Gewährung von Leistungen, die das Existenzminimum garantieren, an Kinder von Wanderarbeitnehmern

Entscheidend ist bei Volljährigen, ob diese Unterhalt von den arbeitnehmenden Elternteilen erhalten
(C - 316/85 vom 18.07.1985, Lebon)

Der Fall:

Die französische Staatsangehörige Marie-Christine Lebon hatte in Courcelles (Belgien) bei ihrem Vater gewohnt, einem ebenfalls französischen Staatsangehörigen, der in Belgien eine Altersrente bezog. Frau Lebon war nicht erwerbstätig und beantragte im März 1983 nach einem Umzug nach Lüttich erfolglos die Gewährung des Existenzminimums nach belgischem Recht.

Gemäß dem Gemeinschaftsrecht hat ein Arbeitnehmer, der Staatsangehöriger eines Mitgliedstaats ist, im Aufnahmemitgliedstaat Anspruch auf die gleichen sozialen Vergünstigungen wie die inländischen Arbeitnehmer.
Frau Lebon selbst ist jedoch im Gegensatz zu ihrem Vater nicht in Belgien erwerbstätig gewesen.
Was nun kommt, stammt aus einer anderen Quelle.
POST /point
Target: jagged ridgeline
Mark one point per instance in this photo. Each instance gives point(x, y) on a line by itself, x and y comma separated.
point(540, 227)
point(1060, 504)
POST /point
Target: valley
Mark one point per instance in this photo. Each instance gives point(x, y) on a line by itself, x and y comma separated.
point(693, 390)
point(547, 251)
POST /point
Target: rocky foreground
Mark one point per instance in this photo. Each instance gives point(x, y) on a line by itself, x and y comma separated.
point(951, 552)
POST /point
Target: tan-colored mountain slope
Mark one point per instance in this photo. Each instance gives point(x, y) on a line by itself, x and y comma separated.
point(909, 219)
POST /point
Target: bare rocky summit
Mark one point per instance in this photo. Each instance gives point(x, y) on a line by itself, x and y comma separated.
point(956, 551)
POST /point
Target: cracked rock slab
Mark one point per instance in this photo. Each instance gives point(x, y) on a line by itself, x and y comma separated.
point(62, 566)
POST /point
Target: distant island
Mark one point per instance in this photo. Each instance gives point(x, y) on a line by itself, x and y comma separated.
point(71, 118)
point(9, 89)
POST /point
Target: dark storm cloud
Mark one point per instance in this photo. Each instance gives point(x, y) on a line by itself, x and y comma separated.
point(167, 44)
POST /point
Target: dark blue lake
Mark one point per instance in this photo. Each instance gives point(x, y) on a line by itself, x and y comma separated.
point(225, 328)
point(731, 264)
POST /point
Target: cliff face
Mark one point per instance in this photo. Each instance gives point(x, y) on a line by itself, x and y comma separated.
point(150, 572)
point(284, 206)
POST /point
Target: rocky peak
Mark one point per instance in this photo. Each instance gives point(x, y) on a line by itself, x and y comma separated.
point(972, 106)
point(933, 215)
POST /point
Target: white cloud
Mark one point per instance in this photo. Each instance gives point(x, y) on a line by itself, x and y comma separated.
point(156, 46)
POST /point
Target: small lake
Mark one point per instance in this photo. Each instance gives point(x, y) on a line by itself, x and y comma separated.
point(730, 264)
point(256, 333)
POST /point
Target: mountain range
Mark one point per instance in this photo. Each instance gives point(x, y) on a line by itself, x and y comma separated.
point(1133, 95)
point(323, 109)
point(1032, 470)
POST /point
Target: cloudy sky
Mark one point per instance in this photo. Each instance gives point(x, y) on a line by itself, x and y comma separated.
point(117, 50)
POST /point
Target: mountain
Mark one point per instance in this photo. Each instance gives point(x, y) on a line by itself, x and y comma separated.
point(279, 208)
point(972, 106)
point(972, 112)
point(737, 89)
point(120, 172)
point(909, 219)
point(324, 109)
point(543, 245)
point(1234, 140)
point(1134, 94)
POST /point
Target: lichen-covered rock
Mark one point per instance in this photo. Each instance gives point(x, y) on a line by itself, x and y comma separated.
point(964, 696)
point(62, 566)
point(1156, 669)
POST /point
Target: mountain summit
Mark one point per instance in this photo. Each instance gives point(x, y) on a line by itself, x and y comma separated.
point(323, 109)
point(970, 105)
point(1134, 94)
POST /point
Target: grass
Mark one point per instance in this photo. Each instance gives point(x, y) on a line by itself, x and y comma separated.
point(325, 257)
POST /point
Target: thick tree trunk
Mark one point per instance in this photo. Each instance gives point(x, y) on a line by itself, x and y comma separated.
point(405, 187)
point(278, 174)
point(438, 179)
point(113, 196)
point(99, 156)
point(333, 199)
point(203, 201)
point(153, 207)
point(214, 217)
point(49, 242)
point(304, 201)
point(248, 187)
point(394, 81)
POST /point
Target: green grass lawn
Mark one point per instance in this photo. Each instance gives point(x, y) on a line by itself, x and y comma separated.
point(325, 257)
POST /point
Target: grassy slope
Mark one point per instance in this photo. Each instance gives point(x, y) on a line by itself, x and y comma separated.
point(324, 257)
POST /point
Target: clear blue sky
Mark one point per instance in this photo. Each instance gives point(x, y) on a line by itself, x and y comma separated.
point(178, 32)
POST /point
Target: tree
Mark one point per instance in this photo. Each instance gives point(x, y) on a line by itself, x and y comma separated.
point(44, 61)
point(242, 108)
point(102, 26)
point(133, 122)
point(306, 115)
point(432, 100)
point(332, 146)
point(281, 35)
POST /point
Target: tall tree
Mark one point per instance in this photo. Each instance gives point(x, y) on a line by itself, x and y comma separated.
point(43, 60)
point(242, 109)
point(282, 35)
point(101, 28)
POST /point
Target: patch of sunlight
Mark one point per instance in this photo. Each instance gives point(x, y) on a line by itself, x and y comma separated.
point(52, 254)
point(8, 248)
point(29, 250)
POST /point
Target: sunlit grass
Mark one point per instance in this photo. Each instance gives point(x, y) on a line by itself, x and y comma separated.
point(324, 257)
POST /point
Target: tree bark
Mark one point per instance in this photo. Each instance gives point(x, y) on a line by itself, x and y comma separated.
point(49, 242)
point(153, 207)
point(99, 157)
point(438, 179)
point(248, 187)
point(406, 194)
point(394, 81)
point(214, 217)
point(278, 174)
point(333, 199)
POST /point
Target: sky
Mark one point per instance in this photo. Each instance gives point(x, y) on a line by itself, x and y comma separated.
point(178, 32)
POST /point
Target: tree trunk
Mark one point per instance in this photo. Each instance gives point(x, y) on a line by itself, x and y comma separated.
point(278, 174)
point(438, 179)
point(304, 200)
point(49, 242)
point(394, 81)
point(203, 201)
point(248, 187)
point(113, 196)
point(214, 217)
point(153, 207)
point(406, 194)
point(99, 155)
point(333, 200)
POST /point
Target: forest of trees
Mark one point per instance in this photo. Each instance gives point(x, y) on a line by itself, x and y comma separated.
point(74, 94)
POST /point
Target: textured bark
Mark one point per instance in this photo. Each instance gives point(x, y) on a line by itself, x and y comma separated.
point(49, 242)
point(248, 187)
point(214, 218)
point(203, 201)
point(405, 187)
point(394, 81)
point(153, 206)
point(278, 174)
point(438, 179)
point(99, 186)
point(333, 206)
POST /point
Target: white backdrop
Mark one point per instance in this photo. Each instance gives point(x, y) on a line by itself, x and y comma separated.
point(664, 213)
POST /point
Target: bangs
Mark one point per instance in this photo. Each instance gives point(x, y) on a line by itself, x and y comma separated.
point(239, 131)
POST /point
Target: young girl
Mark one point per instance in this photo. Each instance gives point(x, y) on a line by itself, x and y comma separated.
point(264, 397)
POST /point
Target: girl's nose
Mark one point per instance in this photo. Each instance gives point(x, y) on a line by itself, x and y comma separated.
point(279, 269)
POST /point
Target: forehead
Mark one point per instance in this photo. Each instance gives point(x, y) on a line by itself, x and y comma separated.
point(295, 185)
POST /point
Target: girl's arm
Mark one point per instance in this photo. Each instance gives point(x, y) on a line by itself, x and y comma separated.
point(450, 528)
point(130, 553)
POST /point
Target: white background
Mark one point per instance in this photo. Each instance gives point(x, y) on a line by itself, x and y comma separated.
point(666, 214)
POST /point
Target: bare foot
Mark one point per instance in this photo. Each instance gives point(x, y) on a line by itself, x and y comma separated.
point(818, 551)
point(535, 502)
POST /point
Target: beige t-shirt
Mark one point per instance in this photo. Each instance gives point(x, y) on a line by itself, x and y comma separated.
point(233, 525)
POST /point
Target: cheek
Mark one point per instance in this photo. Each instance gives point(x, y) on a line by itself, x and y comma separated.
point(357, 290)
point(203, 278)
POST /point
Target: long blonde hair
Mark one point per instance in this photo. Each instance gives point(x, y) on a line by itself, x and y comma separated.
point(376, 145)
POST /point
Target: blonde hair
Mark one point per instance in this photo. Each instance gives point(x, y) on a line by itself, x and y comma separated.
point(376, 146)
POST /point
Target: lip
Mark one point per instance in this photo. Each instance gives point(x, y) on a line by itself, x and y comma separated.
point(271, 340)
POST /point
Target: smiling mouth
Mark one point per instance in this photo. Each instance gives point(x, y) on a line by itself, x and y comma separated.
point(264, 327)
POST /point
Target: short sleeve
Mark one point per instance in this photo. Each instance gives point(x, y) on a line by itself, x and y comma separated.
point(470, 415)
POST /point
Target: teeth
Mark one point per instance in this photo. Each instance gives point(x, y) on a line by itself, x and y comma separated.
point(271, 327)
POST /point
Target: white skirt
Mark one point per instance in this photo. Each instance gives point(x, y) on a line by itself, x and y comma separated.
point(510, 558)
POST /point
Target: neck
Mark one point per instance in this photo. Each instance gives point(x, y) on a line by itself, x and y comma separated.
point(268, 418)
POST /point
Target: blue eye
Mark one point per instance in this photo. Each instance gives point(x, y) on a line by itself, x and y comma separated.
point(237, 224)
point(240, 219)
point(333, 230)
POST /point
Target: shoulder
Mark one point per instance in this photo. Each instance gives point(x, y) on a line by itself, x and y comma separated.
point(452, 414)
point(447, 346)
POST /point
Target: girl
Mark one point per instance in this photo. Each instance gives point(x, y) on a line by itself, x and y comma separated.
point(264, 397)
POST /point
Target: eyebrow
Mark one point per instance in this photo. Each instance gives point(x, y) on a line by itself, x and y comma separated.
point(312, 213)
Laut Europäischem Gerichtshof können sich Kinder von ehemaligen Erwerbstätigen, denen von diesen kein Unterhalt mehr gewährt wird und die das 21. Lebensjahr vollendet haben, wenn sie selber nicht die Arbeitnehmereigenschaft haben, nicht auf das Gemeinschaftsrecht berufen, um Anspruch auf eine Sozialleistung des Aufnahmemitgliedstaats zu erheben, die allgemein das Existenzminimum garantiert. Denn diese Leistung stellt für den ehemals erwerbstätigen Elternteil keine soziale Vergünstigung dar, soweit er sein Kind tatsächlich nicht mehr unterstützt.

Das Urteil:

1. Die Verwandten in absteigender Linie, die mit einem Arbeitnehmer zusammengelebt haben, der die Staatsangehörigkeit eines Mitgliedstaats besitzt, im Hoheitsgebiet eines anderen Mitgliedstaats beschäftigt gewesen ist und dort verbleibt, nachdem ihm eine Altersrente bewilligt worden ist, behalten nicht den Anspruch auf Gleichbehandlung im Hinblick auf eine in den Rechtsvorschriften des Aufnahmemitgliedstaats vorgesehene Sozialleistung, die allgemein das Existenzminimum garantiert, wenn sie das 21. Lebensjahr vollendet haben, ihnen von dem Arbeitnehmer kein Unterhalt mehr gewährt wird und sie nicht die Arbeitnehmereigenschaft haben.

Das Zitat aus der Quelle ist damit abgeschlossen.